La continuación de ocurrencias referida por Mr. Guérin no es menos instructiva. Linois reclamaba socorros con urgencia, pero en Cádiz no se movían, á pesar de las gestiones del contraalmirante Dumanoir, y eso no por culpa del bravo y hábil Mazarredo, uno de los marineros consumados de Europa; el retraso procedía de la lentitud proverbial del Gabinete de Madrid, de las continuas órdenes y contraórdenes que no daban suficiente latitud á los encargados de ejecutarlas, y por mayor mal para la situación de Linois, el mando de la escuadra de Cádiz, con la que había de reunirse, se confió á un anciano que había tenido mérito, sin duda, y que todavía se había manejado bien en la defensa de Ferrol; pero un anciano al fin, cuyas fuerzas, sino el valor, desfallecían, como generalmente sucede á su edad.

Recuérdese que el combate de Algeciras se riñó el 6 de Julio; que el 8 salió de Cádiz la escuadra de Moreno, fondeando al día siguiente al lado de los navios de Linois, y que hasta el 12 no se pusieron éstos á la vela; datos preciosos con los que no costará trabajo determinar á quién debe achacarse el retraso que harto luto trajo á los españoles por servir á sus amigos.

No me parece que merezcan consideración los cargos hechos sin fundamento ni verdad acerca del uso de bala roja.
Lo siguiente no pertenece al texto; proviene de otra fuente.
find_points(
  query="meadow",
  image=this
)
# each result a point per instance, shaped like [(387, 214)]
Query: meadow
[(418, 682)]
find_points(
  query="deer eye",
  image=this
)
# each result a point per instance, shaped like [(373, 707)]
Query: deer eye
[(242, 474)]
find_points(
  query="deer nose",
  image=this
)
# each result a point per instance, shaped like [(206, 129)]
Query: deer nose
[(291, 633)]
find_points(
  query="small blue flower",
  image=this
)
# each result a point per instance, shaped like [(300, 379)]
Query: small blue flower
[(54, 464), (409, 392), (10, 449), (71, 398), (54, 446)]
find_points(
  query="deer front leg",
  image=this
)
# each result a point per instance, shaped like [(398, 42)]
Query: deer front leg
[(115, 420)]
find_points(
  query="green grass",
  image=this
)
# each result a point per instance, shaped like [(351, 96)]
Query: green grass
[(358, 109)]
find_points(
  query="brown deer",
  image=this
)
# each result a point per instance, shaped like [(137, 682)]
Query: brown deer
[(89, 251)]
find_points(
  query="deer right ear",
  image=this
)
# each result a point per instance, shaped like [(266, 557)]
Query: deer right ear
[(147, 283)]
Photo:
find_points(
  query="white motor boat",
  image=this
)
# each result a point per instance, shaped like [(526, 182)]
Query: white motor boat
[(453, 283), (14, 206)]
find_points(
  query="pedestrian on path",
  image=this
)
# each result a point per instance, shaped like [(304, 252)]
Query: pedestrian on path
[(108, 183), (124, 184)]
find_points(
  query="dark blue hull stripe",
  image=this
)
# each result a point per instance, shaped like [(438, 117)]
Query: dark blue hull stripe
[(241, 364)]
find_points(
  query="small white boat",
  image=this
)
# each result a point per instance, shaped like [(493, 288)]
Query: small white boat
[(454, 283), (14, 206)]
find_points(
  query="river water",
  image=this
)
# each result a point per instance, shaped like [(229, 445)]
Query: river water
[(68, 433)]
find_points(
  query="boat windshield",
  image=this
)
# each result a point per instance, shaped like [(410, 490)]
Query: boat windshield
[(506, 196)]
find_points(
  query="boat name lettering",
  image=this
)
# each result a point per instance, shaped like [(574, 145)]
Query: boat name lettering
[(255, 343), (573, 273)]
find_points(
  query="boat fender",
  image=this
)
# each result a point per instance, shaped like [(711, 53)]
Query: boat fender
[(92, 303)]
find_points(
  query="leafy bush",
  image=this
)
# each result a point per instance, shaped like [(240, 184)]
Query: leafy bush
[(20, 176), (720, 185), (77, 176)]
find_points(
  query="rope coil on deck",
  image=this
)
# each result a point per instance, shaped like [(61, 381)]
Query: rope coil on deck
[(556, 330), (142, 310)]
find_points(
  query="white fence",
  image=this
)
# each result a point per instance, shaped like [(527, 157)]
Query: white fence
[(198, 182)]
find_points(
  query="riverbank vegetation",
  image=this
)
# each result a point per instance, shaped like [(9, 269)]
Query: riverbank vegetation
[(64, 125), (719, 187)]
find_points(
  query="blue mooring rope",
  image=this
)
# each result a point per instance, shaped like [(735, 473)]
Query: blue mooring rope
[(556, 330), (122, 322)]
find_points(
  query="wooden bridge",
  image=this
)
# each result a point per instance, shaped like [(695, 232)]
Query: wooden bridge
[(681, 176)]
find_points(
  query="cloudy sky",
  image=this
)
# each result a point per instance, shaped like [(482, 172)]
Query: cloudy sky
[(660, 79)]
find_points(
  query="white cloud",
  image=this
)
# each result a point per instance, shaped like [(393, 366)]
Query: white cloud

Los escritores de Francia los hicieron á sus enemigos, insinuando que quizá al efecto de estos proyectiles era debida la catástrofe de los navios españoles. Negáronlo los britanos, asegurando que sobre sus naves fue contra los que las baterías de Algeciras lanzaron proyectiles enrojecidos y bombas y granadas; y como los franceses dijeron que estando por completo desprovistas ellos las sir vieron, para responder se veían en la disyuntiva de declarar, ó que con las lanadas y otros efectos llevaron los hornillos. ó que no hubo tales ba las incendiarias más que en la imaginación.